Bury St Edmunds and Thetford artist Dan Lish talks about his journey from graffiti to selling at Sotheby's
From misspelt graffiti in Thetford back streets to bringing his love of hip-hop to artwork at auction in Sotheby’s New York City, Dan Lish’s story could be part of a video game that he now leads in creating concept art for.
After growing up in Vinery Road, Bury St Edmunds, then moving to Thetford’s Abbey Estate, he attributes his passion for hip-hop to his friends and the influences of early 1980s documentaries and record collections coming out of RAF Mildenhall and Lakenheath.
“It came to our shores through little snippets on the TV and the music, the style and the little things connected to it fascinated and grabbed me as a 14-year-old,” he said.
“At that age you are trying to find your click, your tribe, and I just wanted to be out with my friends expressing myself by spinning on my head and grabbing a spray can – all the planets seemed to align at that right time.”
Finding this way to express himself did not start well – having dyslexia, Dan said his first graffiti was not at the standard it is now.
The 51-year-old former Hardwick Middle and Rosemary Musker Schools pupil said: “I remember I put up the word scratch and missed out one of the letters – I was focusing too much on the style. Looking back it was hilarious.”

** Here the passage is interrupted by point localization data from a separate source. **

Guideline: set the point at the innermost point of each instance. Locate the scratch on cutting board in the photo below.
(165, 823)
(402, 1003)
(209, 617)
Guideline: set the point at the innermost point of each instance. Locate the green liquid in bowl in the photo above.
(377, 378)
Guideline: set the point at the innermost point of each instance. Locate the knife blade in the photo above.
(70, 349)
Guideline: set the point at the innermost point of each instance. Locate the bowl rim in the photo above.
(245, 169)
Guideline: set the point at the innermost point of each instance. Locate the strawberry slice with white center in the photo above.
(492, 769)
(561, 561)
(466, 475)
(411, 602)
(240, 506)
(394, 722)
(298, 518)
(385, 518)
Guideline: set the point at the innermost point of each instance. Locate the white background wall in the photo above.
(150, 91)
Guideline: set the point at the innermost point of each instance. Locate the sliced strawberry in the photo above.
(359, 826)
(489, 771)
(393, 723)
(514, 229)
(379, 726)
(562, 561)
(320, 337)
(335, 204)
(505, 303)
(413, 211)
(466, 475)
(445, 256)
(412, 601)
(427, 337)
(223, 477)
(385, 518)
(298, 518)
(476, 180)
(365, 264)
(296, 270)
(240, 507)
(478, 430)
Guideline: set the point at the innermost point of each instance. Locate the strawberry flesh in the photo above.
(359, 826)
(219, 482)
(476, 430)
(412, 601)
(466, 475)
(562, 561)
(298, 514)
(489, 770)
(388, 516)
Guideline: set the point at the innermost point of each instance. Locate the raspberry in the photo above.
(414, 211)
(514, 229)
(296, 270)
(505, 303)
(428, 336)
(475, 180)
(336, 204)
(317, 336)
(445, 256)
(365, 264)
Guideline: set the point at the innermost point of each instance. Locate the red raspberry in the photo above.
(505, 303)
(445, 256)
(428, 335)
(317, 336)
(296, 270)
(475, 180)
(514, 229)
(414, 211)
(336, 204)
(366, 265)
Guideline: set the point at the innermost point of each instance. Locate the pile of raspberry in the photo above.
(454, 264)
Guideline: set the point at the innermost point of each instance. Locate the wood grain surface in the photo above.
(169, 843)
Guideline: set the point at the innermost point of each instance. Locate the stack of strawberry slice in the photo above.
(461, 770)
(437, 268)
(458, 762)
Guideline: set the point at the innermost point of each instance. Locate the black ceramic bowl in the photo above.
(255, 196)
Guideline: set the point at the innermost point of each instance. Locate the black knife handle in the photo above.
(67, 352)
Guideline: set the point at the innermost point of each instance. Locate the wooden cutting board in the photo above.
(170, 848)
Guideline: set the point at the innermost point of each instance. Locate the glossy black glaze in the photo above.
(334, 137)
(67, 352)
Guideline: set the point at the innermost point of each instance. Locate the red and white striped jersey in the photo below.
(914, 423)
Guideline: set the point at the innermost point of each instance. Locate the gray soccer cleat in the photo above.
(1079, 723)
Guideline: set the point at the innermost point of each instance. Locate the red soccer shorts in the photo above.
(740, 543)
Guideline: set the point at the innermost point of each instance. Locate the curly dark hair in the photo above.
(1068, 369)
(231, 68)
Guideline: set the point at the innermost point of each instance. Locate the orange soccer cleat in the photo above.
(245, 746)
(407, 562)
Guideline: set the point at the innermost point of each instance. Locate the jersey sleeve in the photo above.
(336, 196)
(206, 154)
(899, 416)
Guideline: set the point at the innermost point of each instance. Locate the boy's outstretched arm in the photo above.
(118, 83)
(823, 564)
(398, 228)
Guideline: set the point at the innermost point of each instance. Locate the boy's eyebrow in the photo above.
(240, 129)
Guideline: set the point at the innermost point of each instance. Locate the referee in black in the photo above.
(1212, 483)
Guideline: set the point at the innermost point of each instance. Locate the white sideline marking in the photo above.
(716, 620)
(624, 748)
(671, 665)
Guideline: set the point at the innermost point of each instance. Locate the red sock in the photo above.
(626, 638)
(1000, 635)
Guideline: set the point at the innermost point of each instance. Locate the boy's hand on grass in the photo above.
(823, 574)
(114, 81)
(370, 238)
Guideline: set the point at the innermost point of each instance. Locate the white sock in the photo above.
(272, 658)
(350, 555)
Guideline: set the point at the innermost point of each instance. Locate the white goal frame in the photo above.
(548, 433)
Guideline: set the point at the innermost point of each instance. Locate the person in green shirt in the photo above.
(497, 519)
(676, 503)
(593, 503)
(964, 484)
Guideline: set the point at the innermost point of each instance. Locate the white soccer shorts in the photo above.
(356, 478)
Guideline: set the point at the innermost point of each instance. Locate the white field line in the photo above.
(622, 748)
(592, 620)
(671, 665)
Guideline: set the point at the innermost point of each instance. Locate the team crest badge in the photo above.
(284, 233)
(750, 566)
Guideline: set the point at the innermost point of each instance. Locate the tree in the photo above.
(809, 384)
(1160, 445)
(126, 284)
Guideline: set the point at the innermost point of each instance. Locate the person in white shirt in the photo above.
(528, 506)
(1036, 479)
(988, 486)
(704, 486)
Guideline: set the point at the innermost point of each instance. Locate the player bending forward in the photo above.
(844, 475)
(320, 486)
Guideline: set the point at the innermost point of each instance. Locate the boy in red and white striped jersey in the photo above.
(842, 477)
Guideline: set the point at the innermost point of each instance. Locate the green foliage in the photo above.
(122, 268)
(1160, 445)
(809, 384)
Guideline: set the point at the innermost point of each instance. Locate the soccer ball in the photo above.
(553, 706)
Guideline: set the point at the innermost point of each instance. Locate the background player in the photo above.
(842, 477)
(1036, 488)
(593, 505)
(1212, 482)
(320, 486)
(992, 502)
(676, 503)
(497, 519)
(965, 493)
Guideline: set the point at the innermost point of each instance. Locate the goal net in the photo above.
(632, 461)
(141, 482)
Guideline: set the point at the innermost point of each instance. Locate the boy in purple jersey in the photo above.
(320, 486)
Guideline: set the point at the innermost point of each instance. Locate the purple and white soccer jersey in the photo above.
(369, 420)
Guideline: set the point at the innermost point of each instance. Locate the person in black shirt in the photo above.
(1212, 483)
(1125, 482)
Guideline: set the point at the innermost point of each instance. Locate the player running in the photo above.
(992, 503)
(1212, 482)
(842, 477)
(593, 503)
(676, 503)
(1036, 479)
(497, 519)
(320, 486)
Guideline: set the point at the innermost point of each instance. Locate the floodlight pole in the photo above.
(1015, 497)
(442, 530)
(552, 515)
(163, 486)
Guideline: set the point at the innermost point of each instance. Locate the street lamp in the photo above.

Fast forward to 1999 and Dan moved stateside to New York City, fully immersing himself in hip-hop culture.
Dan was DJing, battle break dancing (known as B-boyin’) with a Puerto Rican crew called B.I.S. and even married his wife, Karyn, on Staten Island in March 2001.
He said: “I was obsessed with it from that young age, so when I went over I went to the Bronx, hanging out in Crotona and Rosedale parks with the architects of it really.”
After seven years, the pair moved back to England where they now live in Hove.
But it was in September, 2014, on train journeys from Brighton to London, where he was working for the video game industry, when Dan drew his hip-hop idols such as Grandmaster Flash and the Wu-Tang Clan in an A5 notepad.
He said: “I thought I would do an ode to the people that influenced me, the artists and their creative processes – it happened very organically. That was a beautiful time, a visual adventure really, the process was very cathartic – though I am sure I knocked a couple of cups of coffee out of people’s hands from time to time as I was getting all expressive.”
Some of these images formed his first book, Egostrip Book 1, but also caught the eye of Sotheby’s back in New York City and he was asked to sell some of his originals in its ‘The Art and Influence of Hip Hop’ week last month.
Dan said: “Monica Lynch, former president of Tommy Boy Records, reached out to me about the sale.
“As soon as she made contact I went into fanboy mode as she has so many stories of the artists I loved –she wanted to talk about the work and I wanted to talk about her tales.”
Some of Dan’s original pieces sold, including one for more than $10,000. He said that representing a week of hip-hop art at the world famous auctioneers had not sunk in.
“I think it will be one of those things that sinks in, as things do, probably a couple of years later.
“It is overwhelming at the moment, it will be months or years going by when you look back and think that was bonkers.”
Now, spending time as a family man with his wife and two children, Abigail and Ellse, is his obsession, while he works for video game companies – which have included Sony, Lucasarts, Activision and Rockstar Games. And he hopes to bring out the second instalment of Egostrip, too.
On the future, Dan said: “It is all about focusing on my family and also continuing the inner work of trying to be a better person and being more authentic to myself which I then can reflected in my artwork.”